"So, for Infra I'd like to finish Chicago (for whatever the capstone is if nothing else) and the Suborbital Shuttles. Additionally I'd like to pursue follow-up projects for the Shuttles, if that is new fusion ship designs, spaceport infrastructure or what have you. The goal with this is generally to put as much of our logistics out of easy Nod reach as possible as well as laying the groundwork for an evacuation if it becomes necessary. And while it is a very silly suggestion, I'd honestly love to see GDI establish a foothold on Antarctica, maybe with a planned city. I don't know why we would want to (hence why I think it's silly), but I'd still love to see it."While I doubt there will be planned cities in Antarctica any time soon, the rest of this is in line with our ambitions. Chicago is best done with Tiberium dice, though.
Things to remember- we're going to face a lot of demand for the construction of Blue Zone housing in the next few years and it won't go away any time soon. That'll be on the radar as well. Arcologies are the gold standard there, but apartments are vastly more efficient in terms of ease of construction.
...
"In LCI I want us to go hard on super conductors. I think that is our most important project in LCI by far. I want to make more myomers; my goal is to reach the point where we put them in children's toys(only sort of joking here). I'm intrigued by the drone factories as well. Especially when combined with development of military drones I see all sorts of possibilities for automation in pretty much every field, from construction to medicine."
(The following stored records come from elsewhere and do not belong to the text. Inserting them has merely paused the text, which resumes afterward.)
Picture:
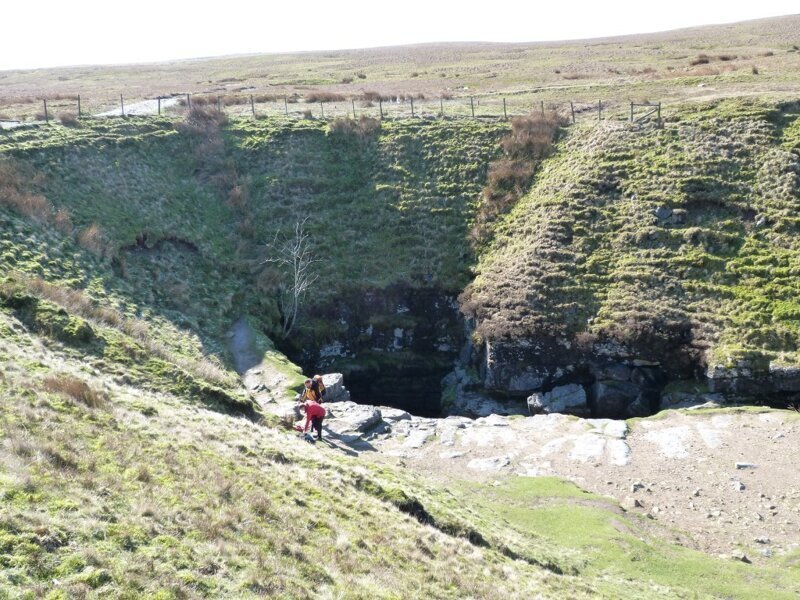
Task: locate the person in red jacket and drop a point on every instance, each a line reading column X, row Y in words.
column 314, row 416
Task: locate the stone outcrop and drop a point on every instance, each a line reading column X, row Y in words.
column 569, row 399
column 334, row 388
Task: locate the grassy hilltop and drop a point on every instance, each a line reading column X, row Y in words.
column 741, row 59
column 129, row 248
column 134, row 463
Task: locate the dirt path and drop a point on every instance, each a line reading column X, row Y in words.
column 726, row 478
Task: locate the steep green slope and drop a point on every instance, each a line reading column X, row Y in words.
column 113, row 491
column 677, row 244
column 184, row 211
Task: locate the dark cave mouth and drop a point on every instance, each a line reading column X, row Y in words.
column 409, row 382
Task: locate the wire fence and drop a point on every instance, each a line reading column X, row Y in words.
column 323, row 105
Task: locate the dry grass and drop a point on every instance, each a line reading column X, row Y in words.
column 323, row 96
column 530, row 141
column 75, row 388
column 69, row 119
column 363, row 128
column 79, row 303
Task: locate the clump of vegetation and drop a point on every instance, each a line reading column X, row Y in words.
column 69, row 119
column 531, row 140
column 76, row 389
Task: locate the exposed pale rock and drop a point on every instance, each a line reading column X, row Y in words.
column 495, row 463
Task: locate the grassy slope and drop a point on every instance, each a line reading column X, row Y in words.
column 583, row 250
column 148, row 496
column 391, row 208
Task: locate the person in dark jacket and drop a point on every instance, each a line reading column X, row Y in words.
column 311, row 392
column 317, row 379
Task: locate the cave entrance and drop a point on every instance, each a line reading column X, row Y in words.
column 412, row 383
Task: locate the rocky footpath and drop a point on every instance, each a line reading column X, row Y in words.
column 724, row 477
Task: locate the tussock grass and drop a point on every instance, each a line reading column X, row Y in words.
column 75, row 388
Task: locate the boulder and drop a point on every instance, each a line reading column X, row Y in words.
column 639, row 408
column 612, row 398
column 647, row 377
column 473, row 404
column 349, row 416
column 334, row 388
column 570, row 399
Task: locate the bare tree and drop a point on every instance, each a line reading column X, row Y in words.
column 294, row 261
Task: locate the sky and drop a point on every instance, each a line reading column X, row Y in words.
column 49, row 33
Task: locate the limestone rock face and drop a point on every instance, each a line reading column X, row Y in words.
column 570, row 399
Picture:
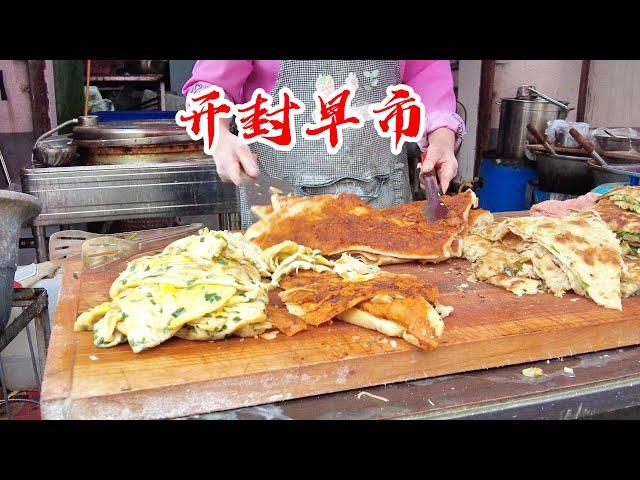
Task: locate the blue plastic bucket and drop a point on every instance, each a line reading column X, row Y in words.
column 504, row 185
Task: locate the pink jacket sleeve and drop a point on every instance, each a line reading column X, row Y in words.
column 230, row 75
column 433, row 81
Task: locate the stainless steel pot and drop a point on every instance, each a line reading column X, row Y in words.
column 516, row 113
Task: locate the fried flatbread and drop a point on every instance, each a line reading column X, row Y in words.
column 585, row 248
column 624, row 223
column 396, row 305
column 627, row 198
column 345, row 223
column 529, row 254
column 630, row 279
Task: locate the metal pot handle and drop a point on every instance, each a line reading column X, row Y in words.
column 73, row 121
column 550, row 99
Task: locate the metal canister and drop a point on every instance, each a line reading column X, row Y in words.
column 515, row 114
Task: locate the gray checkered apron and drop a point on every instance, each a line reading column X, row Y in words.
column 364, row 165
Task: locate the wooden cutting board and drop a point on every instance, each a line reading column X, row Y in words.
column 489, row 327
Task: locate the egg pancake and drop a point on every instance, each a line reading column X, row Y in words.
column 203, row 287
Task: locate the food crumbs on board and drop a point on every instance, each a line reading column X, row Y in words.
column 367, row 394
column 533, row 372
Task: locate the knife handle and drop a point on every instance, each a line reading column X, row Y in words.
column 429, row 180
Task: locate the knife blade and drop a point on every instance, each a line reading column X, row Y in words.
column 259, row 189
column 434, row 207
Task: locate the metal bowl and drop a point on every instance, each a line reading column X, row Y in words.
column 57, row 151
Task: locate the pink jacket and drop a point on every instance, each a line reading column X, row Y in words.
column 431, row 79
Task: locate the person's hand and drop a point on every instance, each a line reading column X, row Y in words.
column 440, row 154
column 232, row 157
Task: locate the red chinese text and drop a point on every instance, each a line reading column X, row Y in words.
column 400, row 116
column 259, row 121
column 331, row 117
column 202, row 117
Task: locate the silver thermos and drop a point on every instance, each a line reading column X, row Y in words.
column 529, row 106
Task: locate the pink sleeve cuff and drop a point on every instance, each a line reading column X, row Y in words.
column 200, row 85
column 443, row 119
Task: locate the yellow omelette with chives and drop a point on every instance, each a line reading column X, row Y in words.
column 203, row 287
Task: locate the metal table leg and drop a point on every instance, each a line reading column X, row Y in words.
column 43, row 332
column 40, row 237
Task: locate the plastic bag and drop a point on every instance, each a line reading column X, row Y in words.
column 625, row 132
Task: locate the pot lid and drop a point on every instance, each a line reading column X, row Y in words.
column 532, row 100
column 130, row 133
column 128, row 130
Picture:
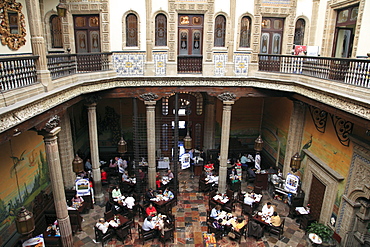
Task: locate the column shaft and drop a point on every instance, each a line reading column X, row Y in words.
column 225, row 135
column 52, row 156
column 38, row 43
column 94, row 151
column 295, row 134
column 66, row 151
column 150, row 121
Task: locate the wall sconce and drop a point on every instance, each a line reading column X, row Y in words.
column 258, row 144
column 62, row 9
column 77, row 164
column 25, row 222
column 295, row 162
column 122, row 146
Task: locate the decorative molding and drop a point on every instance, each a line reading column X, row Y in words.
column 226, row 96
column 319, row 118
column 52, row 123
column 29, row 110
column 149, row 96
column 343, row 129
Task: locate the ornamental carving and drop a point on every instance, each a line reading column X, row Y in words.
column 12, row 24
column 149, row 96
column 52, row 123
column 226, row 96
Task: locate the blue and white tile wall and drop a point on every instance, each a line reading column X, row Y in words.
column 160, row 61
column 241, row 61
column 129, row 64
column 220, row 63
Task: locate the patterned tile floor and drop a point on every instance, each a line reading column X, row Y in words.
column 190, row 222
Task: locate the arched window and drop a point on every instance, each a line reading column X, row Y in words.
column 299, row 32
column 56, row 32
column 220, row 30
column 245, row 32
column 131, row 30
column 160, row 30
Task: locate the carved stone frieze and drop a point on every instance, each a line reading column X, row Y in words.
column 14, row 117
column 149, row 96
column 52, row 123
column 226, row 96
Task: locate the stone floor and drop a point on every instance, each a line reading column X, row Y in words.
column 190, row 215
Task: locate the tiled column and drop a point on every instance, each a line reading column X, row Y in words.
column 209, row 123
column 94, row 150
column 150, row 121
column 52, row 156
column 295, row 134
column 38, row 43
column 66, row 151
column 225, row 135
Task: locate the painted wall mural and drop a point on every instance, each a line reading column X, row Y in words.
column 24, row 173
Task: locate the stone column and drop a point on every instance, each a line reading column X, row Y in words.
column 52, row 156
column 94, row 150
column 227, row 99
column 66, row 151
column 149, row 100
column 38, row 43
column 209, row 123
column 295, row 134
column 150, row 121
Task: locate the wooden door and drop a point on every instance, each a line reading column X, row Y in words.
column 87, row 33
column 317, row 193
column 271, row 35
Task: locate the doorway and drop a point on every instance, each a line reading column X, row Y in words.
column 190, row 43
column 87, row 33
column 271, row 35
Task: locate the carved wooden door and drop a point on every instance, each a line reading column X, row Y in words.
column 317, row 193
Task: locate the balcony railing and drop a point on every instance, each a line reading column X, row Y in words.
column 61, row 65
column 189, row 65
column 351, row 71
column 91, row 62
column 17, row 72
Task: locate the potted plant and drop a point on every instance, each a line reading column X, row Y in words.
column 321, row 230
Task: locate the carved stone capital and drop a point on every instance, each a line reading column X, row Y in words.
column 149, row 96
column 226, row 96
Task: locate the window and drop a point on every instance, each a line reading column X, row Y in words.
column 299, row 32
column 245, row 32
column 56, row 32
column 160, row 30
column 220, row 29
column 131, row 30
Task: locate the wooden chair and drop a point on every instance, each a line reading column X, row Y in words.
column 101, row 237
column 239, row 234
column 211, row 229
column 145, row 235
column 278, row 230
column 168, row 234
column 108, row 215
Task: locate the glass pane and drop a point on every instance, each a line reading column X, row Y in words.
column 343, row 16
column 81, row 41
column 161, row 30
column 245, row 32
column 183, row 42
column 265, row 39
column 131, row 30
column 276, row 43
column 220, row 28
column 196, row 42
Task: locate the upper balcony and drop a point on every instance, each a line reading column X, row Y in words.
column 332, row 81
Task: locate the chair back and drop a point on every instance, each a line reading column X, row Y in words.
column 108, row 215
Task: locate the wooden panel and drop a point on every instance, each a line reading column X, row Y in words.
column 317, row 193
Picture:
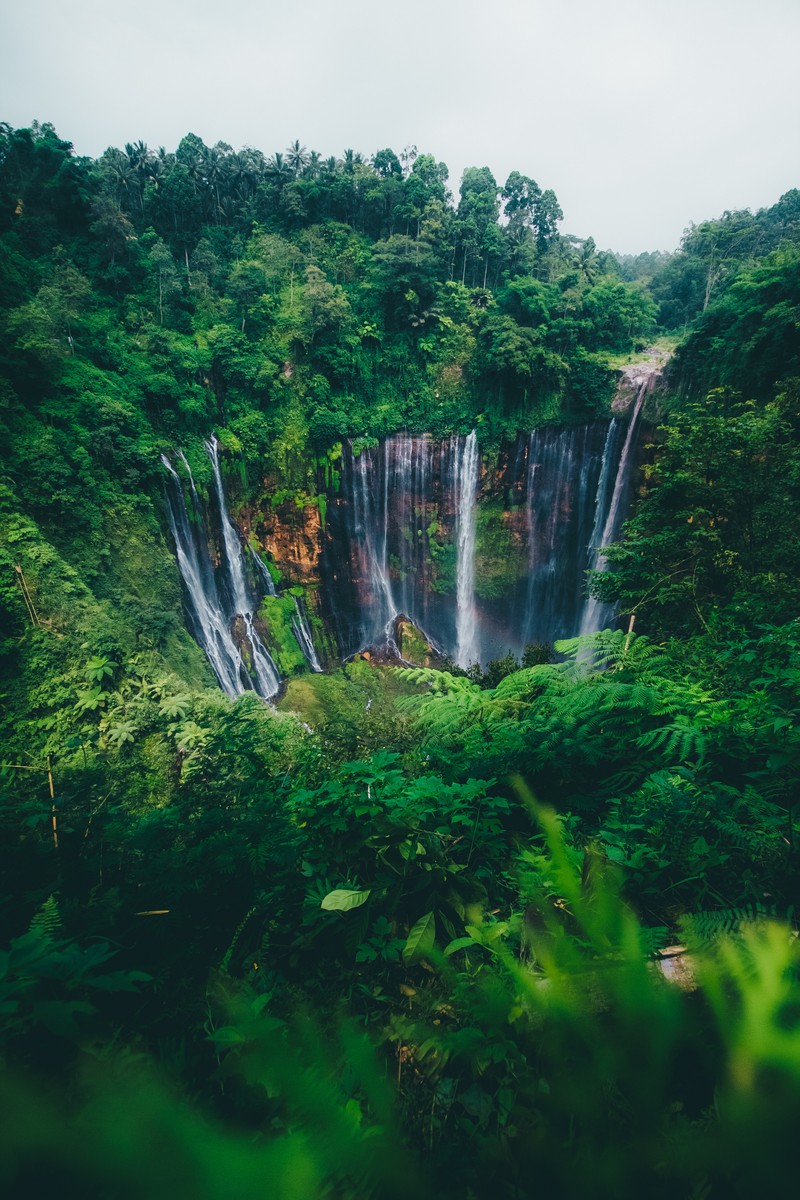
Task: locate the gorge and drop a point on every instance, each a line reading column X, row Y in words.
column 482, row 552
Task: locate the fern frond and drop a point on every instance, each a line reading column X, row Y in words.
column 47, row 919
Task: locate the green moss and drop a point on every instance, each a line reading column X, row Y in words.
column 498, row 557
column 276, row 613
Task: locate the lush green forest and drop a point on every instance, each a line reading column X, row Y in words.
column 408, row 930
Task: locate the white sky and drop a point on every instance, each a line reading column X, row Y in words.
column 641, row 114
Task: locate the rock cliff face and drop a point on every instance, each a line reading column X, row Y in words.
column 493, row 565
column 481, row 553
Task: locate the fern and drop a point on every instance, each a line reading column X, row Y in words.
column 704, row 929
column 46, row 921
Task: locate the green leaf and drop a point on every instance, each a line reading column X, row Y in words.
column 458, row 943
column 420, row 940
column 342, row 900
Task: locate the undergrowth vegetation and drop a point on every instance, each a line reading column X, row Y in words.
column 410, row 931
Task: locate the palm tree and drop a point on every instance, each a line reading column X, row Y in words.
column 296, row 157
column 277, row 169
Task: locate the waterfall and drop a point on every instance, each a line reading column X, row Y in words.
column 465, row 491
column 371, row 528
column 403, row 537
column 302, row 634
column 264, row 571
column 211, row 619
column 234, row 559
column 210, row 627
column 596, row 613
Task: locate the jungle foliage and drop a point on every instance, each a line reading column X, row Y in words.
column 410, row 931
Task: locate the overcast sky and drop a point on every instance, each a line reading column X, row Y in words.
column 642, row 115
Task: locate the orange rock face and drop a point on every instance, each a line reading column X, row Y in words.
column 293, row 539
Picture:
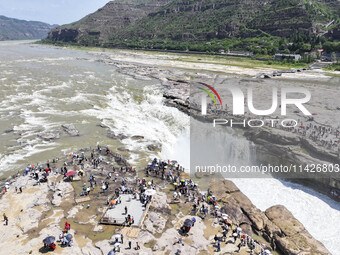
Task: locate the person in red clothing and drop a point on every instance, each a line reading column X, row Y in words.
column 67, row 226
column 53, row 246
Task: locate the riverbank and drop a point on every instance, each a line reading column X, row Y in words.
column 42, row 208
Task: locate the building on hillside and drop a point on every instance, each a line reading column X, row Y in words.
column 281, row 57
column 325, row 56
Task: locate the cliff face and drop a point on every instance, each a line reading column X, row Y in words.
column 276, row 225
column 15, row 29
column 105, row 23
column 197, row 21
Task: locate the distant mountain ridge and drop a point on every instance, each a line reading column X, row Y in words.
column 100, row 26
column 15, row 29
column 184, row 23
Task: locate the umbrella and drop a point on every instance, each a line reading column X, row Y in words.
column 188, row 223
column 71, row 173
column 150, row 192
column 48, row 240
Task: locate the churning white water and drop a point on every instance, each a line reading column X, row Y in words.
column 318, row 213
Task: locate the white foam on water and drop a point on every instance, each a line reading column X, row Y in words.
column 179, row 151
column 11, row 161
column 318, row 213
column 149, row 118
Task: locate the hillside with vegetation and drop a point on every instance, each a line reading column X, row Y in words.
column 262, row 27
column 15, row 29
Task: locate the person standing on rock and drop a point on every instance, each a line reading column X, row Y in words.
column 218, row 246
column 6, row 220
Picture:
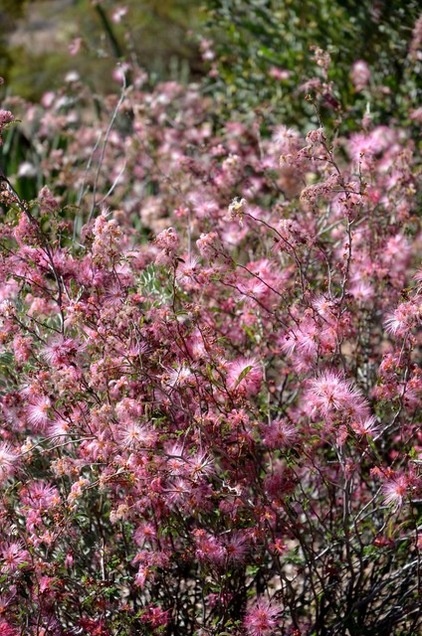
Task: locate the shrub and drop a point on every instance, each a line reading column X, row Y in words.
column 210, row 388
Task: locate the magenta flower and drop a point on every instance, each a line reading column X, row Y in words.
column 261, row 619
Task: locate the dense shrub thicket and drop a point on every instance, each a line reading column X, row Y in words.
column 210, row 370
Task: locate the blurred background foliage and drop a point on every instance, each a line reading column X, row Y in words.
column 36, row 37
column 256, row 53
column 262, row 55
column 261, row 47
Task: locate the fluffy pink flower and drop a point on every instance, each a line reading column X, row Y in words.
column 261, row 620
column 331, row 396
column 395, row 490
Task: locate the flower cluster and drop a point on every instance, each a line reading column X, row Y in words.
column 210, row 390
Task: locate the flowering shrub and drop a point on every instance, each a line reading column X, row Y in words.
column 210, row 390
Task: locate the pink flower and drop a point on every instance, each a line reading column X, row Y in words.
column 395, row 490
column 261, row 619
column 6, row 629
column 13, row 556
column 330, row 396
column 406, row 316
column 8, row 459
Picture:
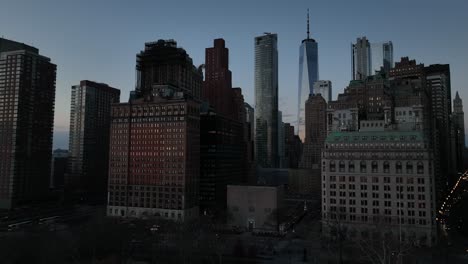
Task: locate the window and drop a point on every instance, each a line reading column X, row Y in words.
column 342, row 166
column 409, row 167
column 332, row 166
column 363, row 166
column 375, row 166
column 398, row 167
column 420, row 168
column 386, row 167
column 351, row 166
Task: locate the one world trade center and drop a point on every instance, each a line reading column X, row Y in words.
column 308, row 74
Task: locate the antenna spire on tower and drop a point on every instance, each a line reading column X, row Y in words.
column 308, row 32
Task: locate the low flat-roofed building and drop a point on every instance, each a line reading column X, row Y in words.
column 255, row 207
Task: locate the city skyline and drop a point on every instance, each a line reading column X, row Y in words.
column 69, row 39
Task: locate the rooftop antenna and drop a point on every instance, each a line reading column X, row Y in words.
column 308, row 32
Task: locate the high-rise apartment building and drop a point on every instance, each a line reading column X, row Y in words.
column 90, row 117
column 381, row 56
column 438, row 85
column 316, row 132
column 266, row 100
column 222, row 159
column 154, row 164
column 218, row 78
column 308, row 75
column 281, row 139
column 459, row 127
column 323, row 88
column 360, row 59
column 59, row 168
column 27, row 92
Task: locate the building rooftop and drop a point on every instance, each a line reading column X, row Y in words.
column 373, row 136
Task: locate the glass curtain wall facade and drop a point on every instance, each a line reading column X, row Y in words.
column 266, row 100
column 308, row 75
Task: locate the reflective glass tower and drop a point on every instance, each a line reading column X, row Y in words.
column 266, row 100
column 308, row 74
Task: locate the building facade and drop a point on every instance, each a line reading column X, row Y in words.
column 155, row 157
column 161, row 63
column 439, row 87
column 324, row 88
column 316, row 132
column 360, row 59
column 154, row 163
column 381, row 56
column 222, row 159
column 459, row 127
column 308, row 75
column 90, row 117
column 266, row 100
column 27, row 90
column 59, row 167
column 379, row 183
column 255, row 207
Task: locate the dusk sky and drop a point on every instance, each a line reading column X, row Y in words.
column 98, row 40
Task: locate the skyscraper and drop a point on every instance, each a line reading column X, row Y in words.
column 162, row 63
column 308, row 75
column 218, row 81
column 439, row 86
column 381, row 56
column 281, row 141
column 155, row 139
column 323, row 88
column 266, row 100
column 27, row 89
column 90, row 116
column 316, row 131
column 360, row 59
column 459, row 127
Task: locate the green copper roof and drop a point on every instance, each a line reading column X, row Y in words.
column 375, row 136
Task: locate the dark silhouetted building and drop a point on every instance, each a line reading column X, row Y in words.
column 293, row 146
column 255, row 208
column 222, row 160
column 59, row 168
column 316, row 132
column 324, row 88
column 218, row 79
column 90, row 117
column 361, row 59
column 224, row 133
column 27, row 89
column 163, row 63
column 154, row 164
column 266, row 100
column 439, row 88
column 459, row 127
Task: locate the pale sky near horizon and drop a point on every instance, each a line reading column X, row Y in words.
column 98, row 40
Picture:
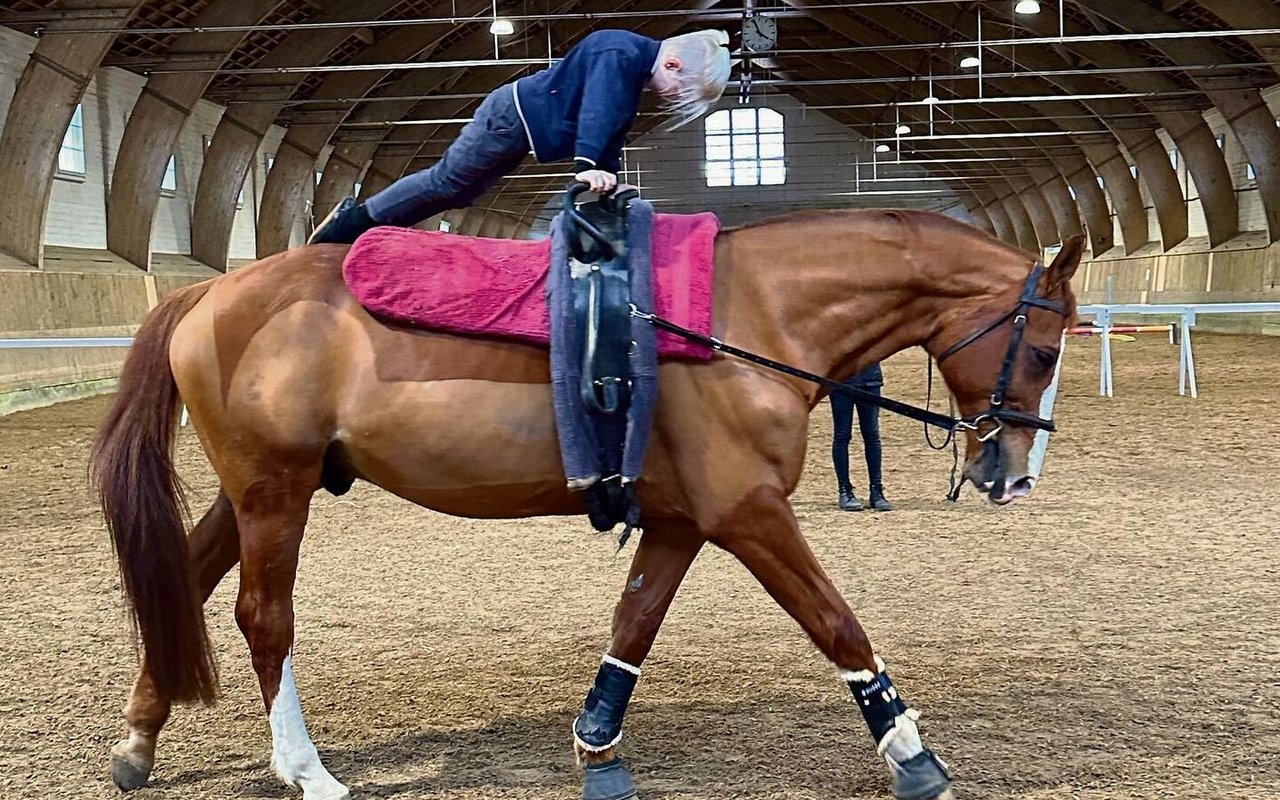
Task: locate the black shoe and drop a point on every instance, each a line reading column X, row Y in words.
column 849, row 501
column 876, row 499
column 343, row 225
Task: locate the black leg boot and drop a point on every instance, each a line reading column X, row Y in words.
column 877, row 501
column 849, row 501
column 343, row 225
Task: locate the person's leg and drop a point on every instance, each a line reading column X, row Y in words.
column 868, row 425
column 842, row 419
column 489, row 147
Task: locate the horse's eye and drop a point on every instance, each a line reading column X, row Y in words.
column 1046, row 359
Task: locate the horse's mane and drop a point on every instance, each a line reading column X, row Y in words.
column 914, row 220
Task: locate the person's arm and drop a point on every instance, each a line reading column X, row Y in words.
column 603, row 114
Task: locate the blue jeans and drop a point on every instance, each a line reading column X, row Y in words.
column 868, row 423
column 489, row 147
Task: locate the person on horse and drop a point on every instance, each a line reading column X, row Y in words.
column 583, row 108
column 868, row 423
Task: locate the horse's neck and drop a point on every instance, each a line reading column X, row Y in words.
column 832, row 302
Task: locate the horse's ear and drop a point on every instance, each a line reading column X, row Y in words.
column 1068, row 260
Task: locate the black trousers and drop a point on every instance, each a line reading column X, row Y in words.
column 868, row 425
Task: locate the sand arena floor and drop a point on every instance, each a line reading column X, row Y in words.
column 1118, row 636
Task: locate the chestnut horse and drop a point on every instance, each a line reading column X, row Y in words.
column 293, row 387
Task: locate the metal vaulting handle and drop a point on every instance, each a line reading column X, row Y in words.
column 590, row 396
column 579, row 224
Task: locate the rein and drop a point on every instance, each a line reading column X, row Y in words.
column 922, row 415
column 996, row 411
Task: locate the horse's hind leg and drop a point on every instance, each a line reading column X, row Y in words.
column 766, row 538
column 272, row 519
column 214, row 545
column 662, row 558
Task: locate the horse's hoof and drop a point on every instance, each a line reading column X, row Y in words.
column 922, row 777
column 608, row 781
column 127, row 773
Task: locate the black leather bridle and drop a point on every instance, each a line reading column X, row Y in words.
column 996, row 411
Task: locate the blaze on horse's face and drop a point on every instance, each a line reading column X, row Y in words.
column 973, row 371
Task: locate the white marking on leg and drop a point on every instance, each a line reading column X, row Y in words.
column 621, row 664
column 293, row 754
column 863, row 676
column 903, row 741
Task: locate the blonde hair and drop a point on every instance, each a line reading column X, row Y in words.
column 704, row 65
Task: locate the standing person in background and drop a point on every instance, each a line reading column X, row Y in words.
column 868, row 424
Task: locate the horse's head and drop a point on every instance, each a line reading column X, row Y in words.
column 999, row 359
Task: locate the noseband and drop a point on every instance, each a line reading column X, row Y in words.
column 996, row 411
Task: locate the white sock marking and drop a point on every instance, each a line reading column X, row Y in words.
column 293, row 754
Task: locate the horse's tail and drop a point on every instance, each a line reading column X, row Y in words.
column 141, row 497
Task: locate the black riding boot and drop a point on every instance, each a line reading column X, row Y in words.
column 343, row 225
column 849, row 501
column 876, row 499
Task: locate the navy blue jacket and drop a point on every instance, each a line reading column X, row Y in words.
column 583, row 106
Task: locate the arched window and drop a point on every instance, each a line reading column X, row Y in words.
column 745, row 147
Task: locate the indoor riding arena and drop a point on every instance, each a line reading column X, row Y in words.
column 1115, row 635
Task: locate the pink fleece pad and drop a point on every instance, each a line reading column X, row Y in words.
column 498, row 287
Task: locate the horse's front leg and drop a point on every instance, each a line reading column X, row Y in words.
column 662, row 558
column 766, row 538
The drone factory is one of those charming cheap-per-die projects we often like to do early in a Four Year Plan when we have enough resources that we want to accomplish
something, but not enough to accomplish expensive stuff like working on Bergen. I expect to see ferro-aluminum armor finally developed in 2062 for very similar reasons.
...
"The big thing in Tiberium will be developing and deploying new harvesting technology and harvesters. Just replacing our harvester fleet is likely a small megaproject (though hopefully a staged one). On top of that MARV refits have been teased and I'd love to deploy enough vein mines to turn the ground to Swiss cheese in some areas. And of course Chicago also takes dice from this field. I also want us to find the dice for Visceroid research as well. That seems like a project with a lot of potential, both for tiberium handling and processing as well as understanding Forgotten and Visitor biology."
We've narrowly dodged doing Visceroid research several times already; the main reason is that the political costs are inconvenient. If we've got loads of Political Support coming in from
Shala and
Columbia, it's fairly likely to happen.
Speaking of which, Ithillid's let it drop that there's going to be a "population in space" target for next Plan; that's likely to entail finishing
Columbia and starting habitat stations or a moon base depending on how we want to play it.
Rare metal mines aren't the ideal choice for making income but honestly we're not really hurting for income right now. The thing they're for is getting a neat 30 point discount baked into all the other Lunar mines for the cost of only 285 progress. Heavy metal mines OTOH are 375 progress for a mere 10 point discount for example...
So yeah...
Since people are asking about it, rare minerals mines do not reduce other mines by as much compared to doing regolith or heavy metals. I don't however want to say how much less, in case I need to tweak the backend in order to make progression work in a reasonable timeframe.
About that. There's a logic to this, because the stated reason for why moon mines make it cheaper to build more moon mines is that each successive mine we establish promotes the growth of supporting infrastructure that makes it simpler to do further construction projects. The
first moon mines had to bring absolutely everything with them and had not even the most basic infrastructure. Nowadays there are probably, like... experienced personnel who have laid some form of rail track on the moon for moving the ore around, and there are spaceports that have been running for a few years, depot facilities where you can get your pressure suit repaired or something, I dunno. The more stuff we build on the moon, the more of that there is, and the more quickly and smoothly the task of setting up a new mine on the moon goes.
But logically, a bigger and more expansive mining project requires
more of that kind of infrastructure, as opposed to a relatively small and delimited operation mining a single isolated site for specific materials found nowhere else on the moon that we know of.
Anyway, we should probably just not make assumptions about how much cost reduction we can get out of moon mines, and try to do what makes sense in the absence of the cost reduction. We
have enough Orbital dice, it's just a close-run thing where we have to use our resources efficiently. That's why I'm advocating for the 'heavier' mining options, because we have to do at least three phases of those to fulfill the Plan commitment, and doing them
now means we actually profit a bit from the Resources we extract, while ensuring that we
don't have to panic and do a 300-point Orbital project on the last turn of the Plan or anything silly like that.
I wonder if Tiberian Sun-style Tiberium lifeforms still exist?
We've been told that most of them went extinct as tiberium mutated into the "green vore rock" form we now know and loathe. Visceroids are apparently an exception.